The Ivory Child eBook

This eBook from the Gutenberg Project consists of approximately 401 pages of information about The Ivory Child.

Then he thrust a little linen-wrapped parcel into my hand and with his companion vanished into the darkness.

I returned to the drawing-room where the others were still discussing the remarkable performance of the two native conjurers.

“They have gone,” I said in answer to Lord Ragnall, “to walk to London as they said.  But they have sent a wedding-present to Miss Holmes,” and I showed the parcel.

“Open it, Quatermain,” he said again.

“No, George,” interrupted Miss Holmes, laughing, for by now she seemed to have quite recovered herself, “I like to open my own presents.”

He shrugged his shoulders and I handed her the parcel, which was neatly sewn up.  Somebody produced scissors and the stitches were cut.  Within the linen was a necklace of beautiful red stones, oval-shaped like amber beads and of the size of a robin’s egg.  They were roughly polished and threaded on what I recognized at once to be hair from an elephant’s tail.  From certain indications I judged these stones, which might have been spinels or carbuncles, or even rubies, to be very ancient.  Possibly they had once hung round the neck of some lady in old Egypt.  Indeed a beautiful little statuette, also of red stone, which was suspended from the centre of the necklace, suggested that this was so, for it may well have been a likeness of one of the great gods of the Egyptians, the infant Horus, the son of Isis.

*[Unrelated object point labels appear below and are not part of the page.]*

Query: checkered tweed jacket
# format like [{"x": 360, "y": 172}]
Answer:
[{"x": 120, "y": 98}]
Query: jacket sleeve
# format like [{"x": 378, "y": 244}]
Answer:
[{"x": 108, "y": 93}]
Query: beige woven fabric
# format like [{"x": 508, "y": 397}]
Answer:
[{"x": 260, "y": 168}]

“That is the necklace I saw which the Ivory Child gave me in my dream,” said Miss Holmes quietly.

Then with much deliberation she clasped it round her throat.

CHAPTER V

THE PLOT

The sequel to the events of this evening may be told very briefly and of it the reader can form his own judgment.  I narrate it as it happened.

That night I did not sleep at all well.  It may have been because of the excitement of the great shoot in which I found myself in competition with another man whom I disliked and who had defrauded me in the past, to say nothing of its physical strain in cold and heavy weather.  Or it may have been that my imagination was stirred by the arrival of that strange pair, Harut and Marut, apparently in search of myself, seven thousand miles away from any place where they can have known aught of an insignificant individual with a purely local repute.  Or it may have been that the pictures which they showed me when under the influence of the fumes of their “tobacco”—­or of their hypnotism—­took an undue possession of my brain.

Or lastly, the strange coincidence that the beautiful betrothed of my host should have related to me a tale of her childhood of which she declared she had never spoken before, and that within an hour the two principal actors in that tale should have appeared before my eyes and hers (for I may state that from the beginning I had no doubt that they were the same men), moved me and filled me with quite natural foreboding.  Or all these things together may have tended to a concomitant effect.  At any rate the issue was that I could not sleep.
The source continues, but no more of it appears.